Coming Home Late

It’s late-ish. A candle burns and I’m flaked on the lounge. Simon and Garfunkel sing, ‘wishing to be homeward bound’. Fortunately, I am at home and my love isn’t waiting silently, she’s singing along. I wonder what it would be like to be at home but not really: like an intruder? I know that one; been caught out there. Like that time when I visited my old boyhood home, but it visited back at me. The place had been sold years before.

It’s a hot day. Driving along hard red gravel, through dense scrub, I come to the big purple ridge. Going straight past the house, I camp around the back of the dam: something I’ve never done in my life. It feels wrong.

Lost in thought, I walk along the shore and then head towards the dam wall—a long hill of white crushed rock—in the direction of the old homestead. On the way up, my legs are heavy and that wall of white seems like plasticine or quicksand or something. A wave actually, a big slow wave coming for me. Menacing. Like I’m not supposed to be here; stumbling in where I don’t belong—a poacher—coming in through the back door when I ought to have at least had the courtesy to knock on the front door.
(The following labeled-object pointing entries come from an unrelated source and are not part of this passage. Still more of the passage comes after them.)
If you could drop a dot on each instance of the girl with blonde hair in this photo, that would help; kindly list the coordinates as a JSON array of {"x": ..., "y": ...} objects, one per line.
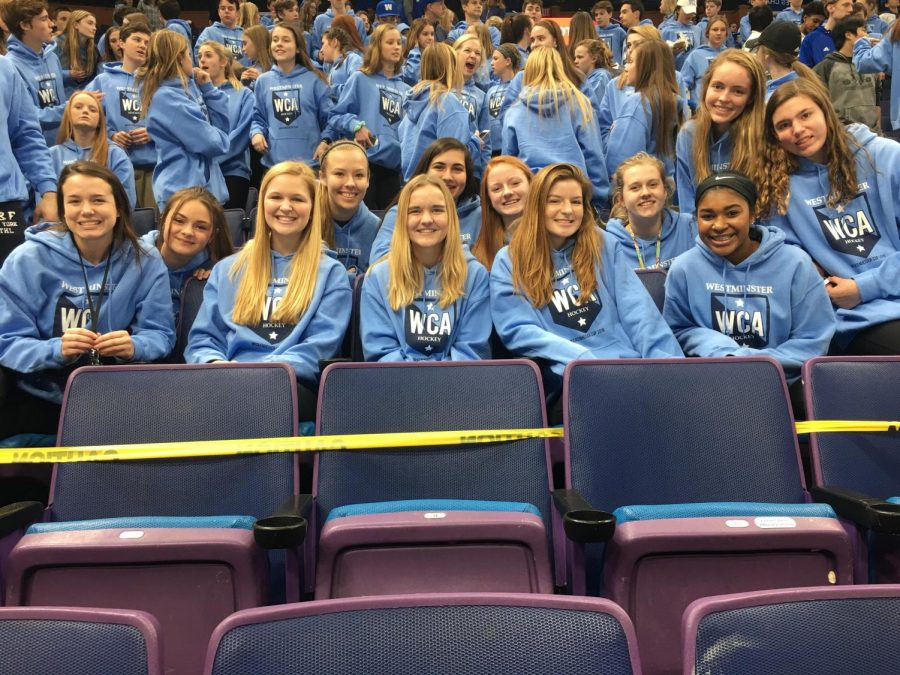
[
  {"x": 82, "y": 135},
  {"x": 428, "y": 299},
  {"x": 282, "y": 298},
  {"x": 550, "y": 106},
  {"x": 187, "y": 118}
]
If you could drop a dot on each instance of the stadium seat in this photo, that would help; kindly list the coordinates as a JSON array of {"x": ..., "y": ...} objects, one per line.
[
  {"x": 654, "y": 280},
  {"x": 171, "y": 537},
  {"x": 469, "y": 517},
  {"x": 798, "y": 631},
  {"x": 412, "y": 635},
  {"x": 859, "y": 473},
  {"x": 698, "y": 461},
  {"x": 75, "y": 641}
]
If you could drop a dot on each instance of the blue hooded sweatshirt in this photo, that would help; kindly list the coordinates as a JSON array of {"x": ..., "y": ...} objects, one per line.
[
  {"x": 190, "y": 127},
  {"x": 22, "y": 141},
  {"x": 528, "y": 125},
  {"x": 860, "y": 241},
  {"x": 423, "y": 330},
  {"x": 677, "y": 236},
  {"x": 64, "y": 154},
  {"x": 232, "y": 38},
  {"x": 43, "y": 78},
  {"x": 685, "y": 173},
  {"x": 773, "y": 303},
  {"x": 882, "y": 58},
  {"x": 469, "y": 213},
  {"x": 236, "y": 161},
  {"x": 316, "y": 336},
  {"x": 353, "y": 239},
  {"x": 376, "y": 100},
  {"x": 42, "y": 295},
  {"x": 292, "y": 112},
  {"x": 178, "y": 276},
  {"x": 122, "y": 105},
  {"x": 620, "y": 320},
  {"x": 424, "y": 122}
]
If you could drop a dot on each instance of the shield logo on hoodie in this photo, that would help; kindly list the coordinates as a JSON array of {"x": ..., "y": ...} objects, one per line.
[
  {"x": 286, "y": 105},
  {"x": 743, "y": 318},
  {"x": 130, "y": 105},
  {"x": 565, "y": 311},
  {"x": 850, "y": 229},
  {"x": 390, "y": 103},
  {"x": 428, "y": 332}
]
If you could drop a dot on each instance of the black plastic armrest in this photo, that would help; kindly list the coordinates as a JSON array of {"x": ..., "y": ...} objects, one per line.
[
  {"x": 582, "y": 522},
  {"x": 870, "y": 513},
  {"x": 18, "y": 516},
  {"x": 286, "y": 528}
]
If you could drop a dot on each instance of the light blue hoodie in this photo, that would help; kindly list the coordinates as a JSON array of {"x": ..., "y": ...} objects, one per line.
[
  {"x": 122, "y": 105},
  {"x": 423, "y": 330},
  {"x": 316, "y": 336},
  {"x": 861, "y": 240},
  {"x": 64, "y": 154},
  {"x": 677, "y": 236},
  {"x": 190, "y": 127},
  {"x": 773, "y": 303},
  {"x": 231, "y": 38},
  {"x": 619, "y": 321},
  {"x": 236, "y": 161},
  {"x": 21, "y": 140},
  {"x": 43, "y": 78},
  {"x": 530, "y": 123},
  {"x": 882, "y": 58},
  {"x": 353, "y": 239},
  {"x": 469, "y": 213},
  {"x": 685, "y": 172},
  {"x": 376, "y": 100},
  {"x": 178, "y": 276},
  {"x": 424, "y": 122},
  {"x": 292, "y": 113},
  {"x": 42, "y": 295}
]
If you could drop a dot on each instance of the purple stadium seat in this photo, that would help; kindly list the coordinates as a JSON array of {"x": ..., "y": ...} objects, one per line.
[
  {"x": 698, "y": 461},
  {"x": 76, "y": 641},
  {"x": 174, "y": 537},
  {"x": 797, "y": 631},
  {"x": 859, "y": 473},
  {"x": 500, "y": 634},
  {"x": 436, "y": 519}
]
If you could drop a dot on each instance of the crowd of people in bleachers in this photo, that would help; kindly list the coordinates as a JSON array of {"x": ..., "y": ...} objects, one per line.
[{"x": 493, "y": 183}]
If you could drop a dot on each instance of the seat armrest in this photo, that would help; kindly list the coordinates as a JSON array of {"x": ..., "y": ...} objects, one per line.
[
  {"x": 870, "y": 513},
  {"x": 18, "y": 516},
  {"x": 582, "y": 522},
  {"x": 286, "y": 528}
]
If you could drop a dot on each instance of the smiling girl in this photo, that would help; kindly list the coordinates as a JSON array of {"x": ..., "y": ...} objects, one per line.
[{"x": 429, "y": 299}]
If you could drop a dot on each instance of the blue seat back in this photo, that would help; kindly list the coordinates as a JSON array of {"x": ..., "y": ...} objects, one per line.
[
  {"x": 380, "y": 398},
  {"x": 146, "y": 404},
  {"x": 855, "y": 388}
]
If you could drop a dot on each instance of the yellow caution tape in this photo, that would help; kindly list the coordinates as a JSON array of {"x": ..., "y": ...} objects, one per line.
[{"x": 105, "y": 453}]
Yes, I’ve transgressed, but it’s too late now. The hill of white keeps rolling: liquid memories engulfing me. I’m stabbed with longing, with happiness—and a deep sobbing: trespassing on the sacred ground of a boy who’s just been for a swim, caught some yabbies and is about to go up to the house. But the boy doesn’t want to go over that hill of white to the house. That’s not his home, this is his home—here at the dam with the water, the birds, the blue sky and the yabbies: forever and ever.

It’s coming clearer. There is no homestead any more. I know that! It was burnt to the ground years ago, man. Yes, but there’s still a home here: a home that’s just slapped me and wanted to know where I’ve been all this time!